The main difference between numerical and experimental results is that the numerical model predicts a smaller number of bad impacts, with a short rebound. This happens because the numerical model is two-dimensional and assumes an impact between the cylinder and the stop plate along a line. In reality, the system is three-dimensional, and often the contact begins when a corner of the cylinder impacts the stop plate. The energy transfer from the conveyor to the cylinder is less efficient and leads to a reduced traveled distance.

These phenomena could be analyzed by means of a 3D numerical model, which would be much more complex and cumbersome than the presented 2D model (a 2D simulation lasting 1 s requires a computation time of about 16 s). Nevertheless, it is worth noticing that a complete agreement between numerical and experimental results could be difficult to achieve even with a 3D simulation, since the system is non-linear and chaotic; thus, small differences between simulation and experimental parameters may lead to large differences in results [19,21]. In actual conveyors, there are many cylindrical parts, and their collisions further enhance the chaotic behavior of the system [22].

6. Conclusions

The dynamics of vibratory conveying of cylindrical parts are very different from the dynamics of conveying of block-shaped parts. Both analytical and numerical calculations showed that large distances cannot be traveled owing to the backwards rotation of the cylindrical part.

The impacts of the cylindrical part on the stop plate are an essential feature of this kind of motion and strongly increase the traveled distance. After some rebounds, the impacts of the cylindrical part on the stop plate of the vibratory conveyor take place at random instants, which correspond to random values of the relative velocity between the cylindrical part and the stop plate. The impacts with the largest relative velocity lead to the largest rebounds.
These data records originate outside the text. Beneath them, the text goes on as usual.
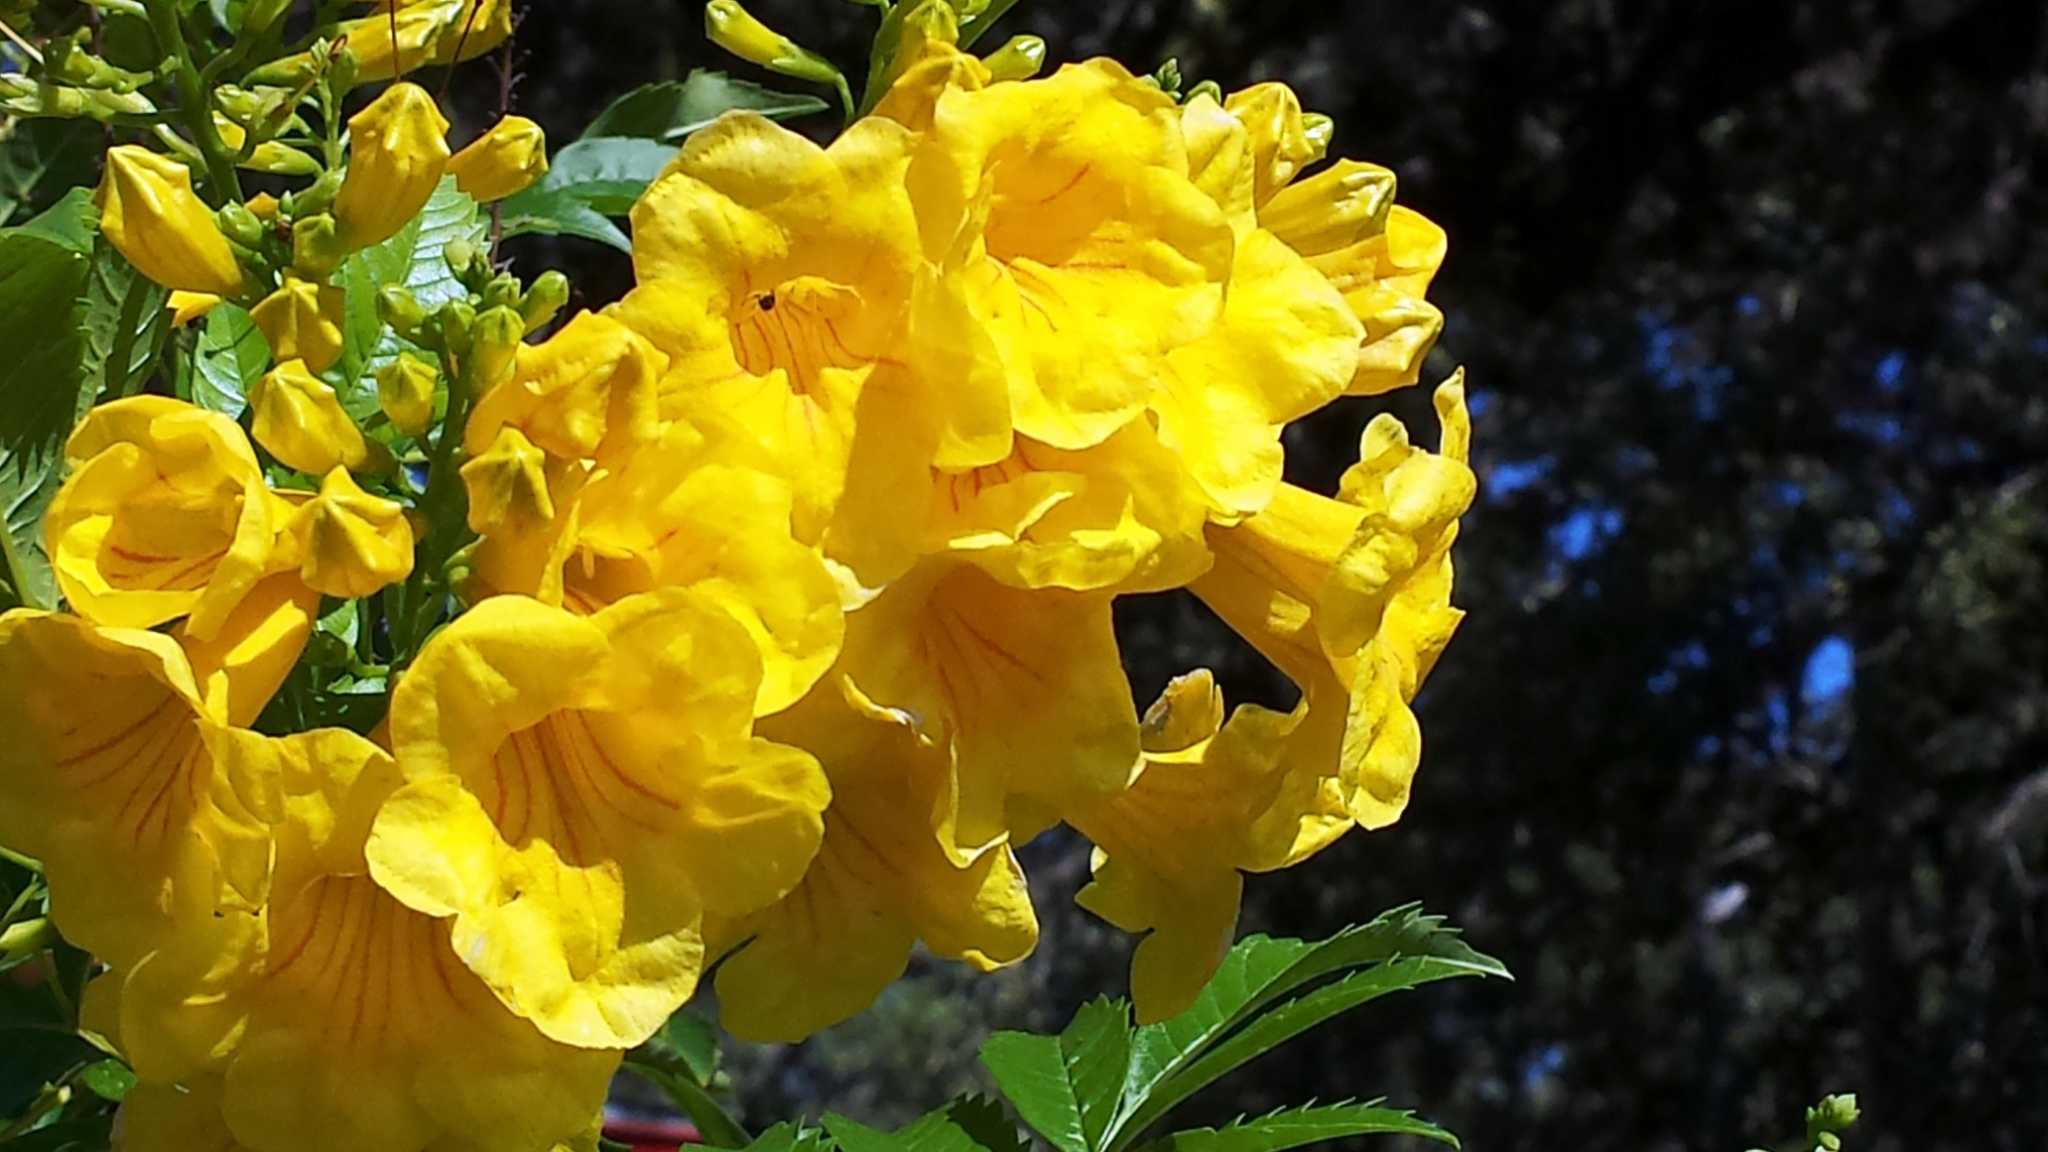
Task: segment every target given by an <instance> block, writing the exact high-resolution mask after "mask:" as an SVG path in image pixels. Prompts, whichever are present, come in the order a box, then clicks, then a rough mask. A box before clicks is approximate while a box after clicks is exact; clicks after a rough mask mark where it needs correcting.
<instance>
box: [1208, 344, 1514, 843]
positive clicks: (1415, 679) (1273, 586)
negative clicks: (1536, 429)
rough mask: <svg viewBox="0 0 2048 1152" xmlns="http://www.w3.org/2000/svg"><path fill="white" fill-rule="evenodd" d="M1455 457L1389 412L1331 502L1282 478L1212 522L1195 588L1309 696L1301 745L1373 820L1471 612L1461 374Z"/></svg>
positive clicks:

Eventually, the motion becomes chaotic.

Numerical simulations made it possible to investigate the effect of the most important parameters on the vibratory conveying of cylindrical parts. When vibration acceleration is kept constant, a decrease in vibration frequency leads to a relevant increase in the traveled distance. The kinetic friction coefficient (${\mu }_c$) influences the traveled distance; when ${\mu }_c$ halves, the maximum traveled distance almost doubles. The other parameters have a small or negligible effect on the conveying process. This phenomenon occurs because the energy transferred by the impacts to the cylindrical part essentially depends on the relative velocity between the part and the stop plate, and the variations in $\psi$, $f_v$, $k$ and ${\mu }_s$ have a small effect on the relative velocity but influence the instants in which the strongest impacts (with large relative velocity) take place.